24 На докладе недавно назначенного (вместо скончавшегося А. Х. Бенкендорфа) шефа жандармов А. Ф. Орлова относительно выезда Спешнева и его приятеля В. А. Энгельсона за границу царь 1 ноября 1844 года наложил следующую резолюцию (орфография подлинника): “Можид и здесь в университете учиться, в их лета шататься по белому свету, вместо службы и стыдно, и недостойно благородного звания, за сим ехать могуд, ежели хотят ”. Любопытно, что здесь выражено, так сказать, только моральное осуждение предполагаемого отъезда. “Все дело было в том, — писал Спешнев матери, — что нам нету 25 лет и что мы не служим ”. Никакого положительного запрета в резолюции не содержится. Тем не менее, устрашенный императорским выговором (согласимся, более мягким, нежели памятное “Какой дурак это чертил? ”), Энгельсон изъявил графу А. Ф. Орлову свое желание поступить на службу. Что касается Спешнева, ему удалось убедить начальника III Отделения, что поездка необходима ему для излечения глазной болезни.

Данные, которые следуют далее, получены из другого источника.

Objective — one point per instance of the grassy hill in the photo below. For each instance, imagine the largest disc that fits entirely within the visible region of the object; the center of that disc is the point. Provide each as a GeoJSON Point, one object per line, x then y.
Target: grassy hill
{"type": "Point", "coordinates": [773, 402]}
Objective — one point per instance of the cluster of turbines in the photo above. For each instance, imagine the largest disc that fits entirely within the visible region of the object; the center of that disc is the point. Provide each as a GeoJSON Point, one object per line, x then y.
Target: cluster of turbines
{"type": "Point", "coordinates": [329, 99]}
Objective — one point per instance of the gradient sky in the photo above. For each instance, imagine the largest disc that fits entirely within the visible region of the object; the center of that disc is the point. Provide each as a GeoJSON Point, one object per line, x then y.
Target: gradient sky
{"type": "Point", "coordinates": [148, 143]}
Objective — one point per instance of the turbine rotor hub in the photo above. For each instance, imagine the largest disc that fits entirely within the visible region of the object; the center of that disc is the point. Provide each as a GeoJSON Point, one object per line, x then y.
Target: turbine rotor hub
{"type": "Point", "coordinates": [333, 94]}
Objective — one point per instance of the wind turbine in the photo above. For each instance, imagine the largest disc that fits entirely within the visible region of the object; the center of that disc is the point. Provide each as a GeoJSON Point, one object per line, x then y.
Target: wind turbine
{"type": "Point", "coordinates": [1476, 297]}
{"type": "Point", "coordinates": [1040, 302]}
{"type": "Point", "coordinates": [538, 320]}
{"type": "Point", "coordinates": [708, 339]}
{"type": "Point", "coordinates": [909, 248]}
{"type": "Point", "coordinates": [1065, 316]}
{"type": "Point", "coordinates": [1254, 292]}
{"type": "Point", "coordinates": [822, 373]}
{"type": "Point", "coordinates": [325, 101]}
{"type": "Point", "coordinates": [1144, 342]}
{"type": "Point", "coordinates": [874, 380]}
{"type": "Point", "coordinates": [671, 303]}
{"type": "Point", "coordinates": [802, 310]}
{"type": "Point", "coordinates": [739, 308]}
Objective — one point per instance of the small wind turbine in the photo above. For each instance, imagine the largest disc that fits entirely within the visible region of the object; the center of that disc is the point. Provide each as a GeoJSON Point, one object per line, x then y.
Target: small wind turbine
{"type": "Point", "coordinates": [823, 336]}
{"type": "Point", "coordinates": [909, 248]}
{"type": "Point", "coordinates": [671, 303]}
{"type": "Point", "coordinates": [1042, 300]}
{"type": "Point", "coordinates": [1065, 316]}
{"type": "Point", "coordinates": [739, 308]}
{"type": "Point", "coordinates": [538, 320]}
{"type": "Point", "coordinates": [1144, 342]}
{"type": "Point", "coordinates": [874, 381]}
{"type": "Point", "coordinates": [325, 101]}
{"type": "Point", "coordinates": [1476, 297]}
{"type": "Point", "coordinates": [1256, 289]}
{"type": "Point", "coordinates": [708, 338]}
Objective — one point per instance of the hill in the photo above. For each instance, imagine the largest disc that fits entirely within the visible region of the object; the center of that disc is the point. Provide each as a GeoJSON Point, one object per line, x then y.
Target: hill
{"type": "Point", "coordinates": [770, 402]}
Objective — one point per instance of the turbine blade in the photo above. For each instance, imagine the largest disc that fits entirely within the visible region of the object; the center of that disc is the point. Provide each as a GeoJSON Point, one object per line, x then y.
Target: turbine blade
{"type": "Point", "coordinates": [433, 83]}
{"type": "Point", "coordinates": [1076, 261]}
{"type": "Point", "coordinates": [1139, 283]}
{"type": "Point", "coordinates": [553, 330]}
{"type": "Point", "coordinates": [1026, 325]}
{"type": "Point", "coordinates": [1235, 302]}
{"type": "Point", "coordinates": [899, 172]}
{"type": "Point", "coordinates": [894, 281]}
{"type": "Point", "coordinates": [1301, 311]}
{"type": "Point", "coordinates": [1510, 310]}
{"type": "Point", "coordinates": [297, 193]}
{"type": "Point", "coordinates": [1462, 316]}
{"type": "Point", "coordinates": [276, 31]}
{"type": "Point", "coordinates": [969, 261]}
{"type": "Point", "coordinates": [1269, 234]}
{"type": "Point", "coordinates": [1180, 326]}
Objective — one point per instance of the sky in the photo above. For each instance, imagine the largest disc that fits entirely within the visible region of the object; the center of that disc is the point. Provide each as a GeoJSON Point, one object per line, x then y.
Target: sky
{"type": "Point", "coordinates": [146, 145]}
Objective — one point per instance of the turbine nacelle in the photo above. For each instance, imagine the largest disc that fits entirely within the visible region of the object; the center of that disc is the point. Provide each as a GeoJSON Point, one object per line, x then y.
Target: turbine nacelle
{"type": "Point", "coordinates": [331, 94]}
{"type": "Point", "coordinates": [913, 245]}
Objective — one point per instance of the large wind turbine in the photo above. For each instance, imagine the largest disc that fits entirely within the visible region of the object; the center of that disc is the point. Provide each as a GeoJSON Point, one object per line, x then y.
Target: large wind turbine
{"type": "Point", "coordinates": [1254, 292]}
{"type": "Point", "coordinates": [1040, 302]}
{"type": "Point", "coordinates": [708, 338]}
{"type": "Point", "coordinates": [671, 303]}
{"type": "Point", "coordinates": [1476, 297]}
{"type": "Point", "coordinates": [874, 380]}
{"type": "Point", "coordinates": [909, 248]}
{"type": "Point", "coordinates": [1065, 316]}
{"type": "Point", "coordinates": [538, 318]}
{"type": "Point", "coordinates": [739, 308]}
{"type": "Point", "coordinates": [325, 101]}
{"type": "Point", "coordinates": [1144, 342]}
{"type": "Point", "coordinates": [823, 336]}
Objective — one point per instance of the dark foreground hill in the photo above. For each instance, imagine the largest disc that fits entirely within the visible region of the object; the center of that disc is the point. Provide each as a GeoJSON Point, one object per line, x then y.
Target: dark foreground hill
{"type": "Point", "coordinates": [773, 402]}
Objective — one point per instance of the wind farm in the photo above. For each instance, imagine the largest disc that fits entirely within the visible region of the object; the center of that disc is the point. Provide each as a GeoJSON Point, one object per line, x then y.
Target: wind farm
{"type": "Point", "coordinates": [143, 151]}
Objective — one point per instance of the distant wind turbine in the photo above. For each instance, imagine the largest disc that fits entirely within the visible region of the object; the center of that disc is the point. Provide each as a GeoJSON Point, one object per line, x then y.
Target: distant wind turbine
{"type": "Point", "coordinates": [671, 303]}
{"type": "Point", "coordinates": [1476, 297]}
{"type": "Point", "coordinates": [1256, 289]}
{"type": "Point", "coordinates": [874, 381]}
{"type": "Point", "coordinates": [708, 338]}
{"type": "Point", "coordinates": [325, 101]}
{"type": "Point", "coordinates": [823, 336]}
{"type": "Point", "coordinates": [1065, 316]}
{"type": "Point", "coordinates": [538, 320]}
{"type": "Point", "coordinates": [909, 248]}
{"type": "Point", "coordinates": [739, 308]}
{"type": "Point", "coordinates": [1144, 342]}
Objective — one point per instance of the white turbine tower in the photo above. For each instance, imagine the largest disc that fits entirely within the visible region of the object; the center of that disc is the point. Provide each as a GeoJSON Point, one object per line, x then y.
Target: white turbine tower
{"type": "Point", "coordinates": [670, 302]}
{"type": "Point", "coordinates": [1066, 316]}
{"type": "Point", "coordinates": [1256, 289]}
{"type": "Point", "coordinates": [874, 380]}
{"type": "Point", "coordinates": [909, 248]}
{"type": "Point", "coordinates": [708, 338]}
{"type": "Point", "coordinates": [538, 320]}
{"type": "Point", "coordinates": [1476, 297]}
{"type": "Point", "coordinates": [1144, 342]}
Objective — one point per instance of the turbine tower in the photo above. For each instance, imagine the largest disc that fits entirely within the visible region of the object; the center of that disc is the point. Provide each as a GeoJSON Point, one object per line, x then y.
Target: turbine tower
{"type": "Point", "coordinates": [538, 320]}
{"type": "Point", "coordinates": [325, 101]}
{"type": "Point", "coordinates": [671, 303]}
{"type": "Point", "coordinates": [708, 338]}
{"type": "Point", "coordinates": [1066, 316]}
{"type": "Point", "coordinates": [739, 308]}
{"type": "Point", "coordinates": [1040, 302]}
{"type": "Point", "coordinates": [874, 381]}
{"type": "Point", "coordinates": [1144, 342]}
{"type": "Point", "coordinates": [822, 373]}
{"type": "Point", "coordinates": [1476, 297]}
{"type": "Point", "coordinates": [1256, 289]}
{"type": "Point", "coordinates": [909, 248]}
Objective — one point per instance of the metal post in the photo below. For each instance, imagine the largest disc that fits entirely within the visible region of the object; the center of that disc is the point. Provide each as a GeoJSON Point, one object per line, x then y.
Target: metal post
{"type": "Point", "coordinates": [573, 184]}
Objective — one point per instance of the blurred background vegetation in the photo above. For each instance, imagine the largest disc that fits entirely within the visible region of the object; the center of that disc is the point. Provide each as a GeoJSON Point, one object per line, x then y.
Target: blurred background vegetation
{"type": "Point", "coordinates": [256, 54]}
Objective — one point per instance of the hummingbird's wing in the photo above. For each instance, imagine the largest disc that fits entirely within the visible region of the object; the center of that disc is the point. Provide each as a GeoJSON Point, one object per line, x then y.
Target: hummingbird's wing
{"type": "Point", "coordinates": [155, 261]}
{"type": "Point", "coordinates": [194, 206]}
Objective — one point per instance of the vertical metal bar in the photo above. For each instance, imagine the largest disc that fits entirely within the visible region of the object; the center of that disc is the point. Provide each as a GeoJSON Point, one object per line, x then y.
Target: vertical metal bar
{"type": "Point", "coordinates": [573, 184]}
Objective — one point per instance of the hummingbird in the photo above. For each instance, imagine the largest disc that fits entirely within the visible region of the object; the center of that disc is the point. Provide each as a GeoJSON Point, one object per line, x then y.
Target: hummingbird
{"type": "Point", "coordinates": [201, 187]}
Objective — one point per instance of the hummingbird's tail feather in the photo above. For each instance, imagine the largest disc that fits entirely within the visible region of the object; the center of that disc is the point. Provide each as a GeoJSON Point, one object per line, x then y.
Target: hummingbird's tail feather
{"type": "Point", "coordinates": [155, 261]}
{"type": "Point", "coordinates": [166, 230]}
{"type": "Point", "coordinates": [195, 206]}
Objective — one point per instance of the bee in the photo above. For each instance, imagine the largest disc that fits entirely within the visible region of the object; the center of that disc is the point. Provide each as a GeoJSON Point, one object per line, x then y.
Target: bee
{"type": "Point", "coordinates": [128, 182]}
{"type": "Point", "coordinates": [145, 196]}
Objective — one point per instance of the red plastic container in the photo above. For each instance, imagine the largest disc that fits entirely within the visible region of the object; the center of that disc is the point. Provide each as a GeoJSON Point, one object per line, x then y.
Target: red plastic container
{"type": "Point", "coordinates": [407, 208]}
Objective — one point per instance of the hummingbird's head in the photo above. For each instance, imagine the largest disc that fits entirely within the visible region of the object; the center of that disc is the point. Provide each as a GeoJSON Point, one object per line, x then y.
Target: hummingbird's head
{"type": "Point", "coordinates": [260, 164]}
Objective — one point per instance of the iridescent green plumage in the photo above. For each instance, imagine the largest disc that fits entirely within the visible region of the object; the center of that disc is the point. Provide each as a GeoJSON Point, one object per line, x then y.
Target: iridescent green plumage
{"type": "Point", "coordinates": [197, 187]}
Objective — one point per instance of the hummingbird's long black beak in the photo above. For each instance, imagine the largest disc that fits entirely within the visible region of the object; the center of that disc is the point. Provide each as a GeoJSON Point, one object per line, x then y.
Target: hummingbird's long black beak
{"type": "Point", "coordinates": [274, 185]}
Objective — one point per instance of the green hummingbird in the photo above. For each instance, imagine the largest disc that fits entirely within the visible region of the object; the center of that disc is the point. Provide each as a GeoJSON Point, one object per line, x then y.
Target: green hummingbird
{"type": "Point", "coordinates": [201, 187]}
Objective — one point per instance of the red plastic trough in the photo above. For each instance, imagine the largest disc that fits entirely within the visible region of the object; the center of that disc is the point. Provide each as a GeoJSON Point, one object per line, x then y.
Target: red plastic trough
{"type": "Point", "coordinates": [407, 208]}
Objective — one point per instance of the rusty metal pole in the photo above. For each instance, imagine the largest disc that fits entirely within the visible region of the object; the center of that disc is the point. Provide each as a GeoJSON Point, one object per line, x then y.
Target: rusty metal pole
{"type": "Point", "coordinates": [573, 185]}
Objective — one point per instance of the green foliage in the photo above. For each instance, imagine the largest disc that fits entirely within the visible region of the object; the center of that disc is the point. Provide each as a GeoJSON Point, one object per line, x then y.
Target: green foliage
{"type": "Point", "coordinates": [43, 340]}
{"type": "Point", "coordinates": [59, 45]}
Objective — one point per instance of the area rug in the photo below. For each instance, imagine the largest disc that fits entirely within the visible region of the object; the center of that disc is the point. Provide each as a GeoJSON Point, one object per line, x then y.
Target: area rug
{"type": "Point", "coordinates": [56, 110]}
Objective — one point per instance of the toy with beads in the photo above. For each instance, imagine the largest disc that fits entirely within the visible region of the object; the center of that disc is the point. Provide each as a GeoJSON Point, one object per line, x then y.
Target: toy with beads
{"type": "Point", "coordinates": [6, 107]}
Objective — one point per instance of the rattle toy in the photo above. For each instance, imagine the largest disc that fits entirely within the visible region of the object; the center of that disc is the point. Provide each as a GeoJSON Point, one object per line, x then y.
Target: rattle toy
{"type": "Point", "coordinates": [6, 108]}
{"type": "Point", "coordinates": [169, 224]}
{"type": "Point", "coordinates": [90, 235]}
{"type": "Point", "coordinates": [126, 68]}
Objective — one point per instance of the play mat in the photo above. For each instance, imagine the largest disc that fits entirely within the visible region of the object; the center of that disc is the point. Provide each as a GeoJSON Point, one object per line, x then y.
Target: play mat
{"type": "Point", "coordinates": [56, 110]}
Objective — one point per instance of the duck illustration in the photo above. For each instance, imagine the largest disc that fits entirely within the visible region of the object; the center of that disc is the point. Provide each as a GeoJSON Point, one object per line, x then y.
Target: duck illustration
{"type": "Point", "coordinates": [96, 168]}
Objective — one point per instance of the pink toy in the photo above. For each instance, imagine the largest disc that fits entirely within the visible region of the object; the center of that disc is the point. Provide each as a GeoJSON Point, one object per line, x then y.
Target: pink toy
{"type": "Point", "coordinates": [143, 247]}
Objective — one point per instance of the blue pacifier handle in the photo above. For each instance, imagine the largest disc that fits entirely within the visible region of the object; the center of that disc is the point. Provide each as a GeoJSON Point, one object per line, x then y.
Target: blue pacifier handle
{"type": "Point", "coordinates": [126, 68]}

25 Другое дело, что породивший подобные образы художник сам обладает явным или тайным демоническим началом. В этом смысле к названным им Лермонтову и Гоголю автор “Бесов” мог бы добавить самого себя.

26 “Двойнике” и “Хозяйке”, да и в позднейших текстах момент онтологической неопределенности будет играть важную роль. Что касается риска, эта черта реализуется не только на “биографическом уровне” (участие в типографической затее, страсть к рулетке, история написания “Игрока” и т. д.), но и в момент принятия важнейших художественных решений. (Например, “безумная” вер сия продолжения “Братьев Карамазовых”: см. подробнее “Последний год Достоевского ”. С. 23—37.)

27 Досада на жизнь (фр.).

28 Возможно, слабый и искаженный отголосок этого стремления можно обнаружить в абсолютно недостоверных воспоминаниях некоего В. Л. Пинчука, опубликованных сразу после смерти писателя. Мемуарист, уверяя, что в 1849 году он был соседом Достоевского по дому, так изображает сцену ареста: “Оказалось, что дверь к Достоевскому была заперта. Когда жандармы выломали ее, то Достоевский стоял у разбитого окна, в которое намерен был броситься, но вовремя был остановлен жандармами. Он долго боролся, пока его не взяли и не вынесли из дома на руках совершенно обессиленного ” (“Киевский листок ”, 1881, № 12, 11 февраля ). То, что Пинчук правильно указывает тогдашний адрес Достоевского, делает эту историю (и личность воспоминателя) еще более загадочной. Суицидные настроения характерны и для других участников кружка петрашевцев.

29 При первой публикации это определение звучало как “нервическая чепуха”, но, конечно, Белинский употребил более крепкое выражение.

30 Кстати, гетевский Мефистофель избавляет Фауста от пут бесполезной схоластики и возвращает его к самому себе — в мир страстей.